The broken tooth of planetary gearbox: (a) optimal output signal using the proposed BCPSR method and (b) corresponding power spectrum; (c) optimal output signal using the CBSR method and (d) corresponding power spectrum.

5. Conclusions

As the system parameters of the CBSR method are optimized, it is difficult to obtain the perfect potential model structure due to the simultaneous change of the barrier height and width, which hinders the enhancement of the weak fault characteristic frequency and reduces the output SNR. In order to overcome this shortcoming, a new method for the BCPSR is proposed. The following conclusions are drawn:(1)The BCPSR system model is analyzed and its potential function and structural characteristics are described.

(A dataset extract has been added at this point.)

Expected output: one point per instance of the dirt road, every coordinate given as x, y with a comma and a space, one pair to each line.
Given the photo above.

Compared with the CBSR system, the BCPSR system parameters can not only be independently adjusted for the local shape of the potential model but also have a higher theoretical output SNR, which implies that it can better detect and extract the weak signal in the strong background noise.(2)When the barrier height of the CBSR system potential model is adjusted, the potential width is changed and vice versa. When the potential width and barrier height are changed synchronously, the potential structure will not be perfect. The BCPSR system potential model can make the potential width, barrier height, and wall steepness adjusted independently and simultaneously, so the potential model has better matching parameters.(3)The proposed BCPSR method is applied to a slight damage inner race of bearing and the missing tooth and broken tooth of the planetary gearbox. The experiment indicates that the BCPSR method not only can extract the weak characteristic frequency but also has better recognition, higher fault characteristic frequency spectrum peak, and better SNR than the CBSR method.(4)The proposed BCPSR method is based on the overdamped state. The SNR output and the weak fault diagnosis method of the BCPSR on the underdamped state and the factors of affecting the saturation for the CBSR are the focus of further work in the future. In addition, the proposed BCPSR method is applied to the actual engineering verification of the planetary gearbox to further determine the application effect of the method in engineering.

Data Availability

The data used to support the findings of this study are available from the corresponding author upon request.

Conflicts of Interest

The authors declare that they have no conflicts of interest.

Acknowledgments

This research was supported by the National Science Foundation of China (51805275).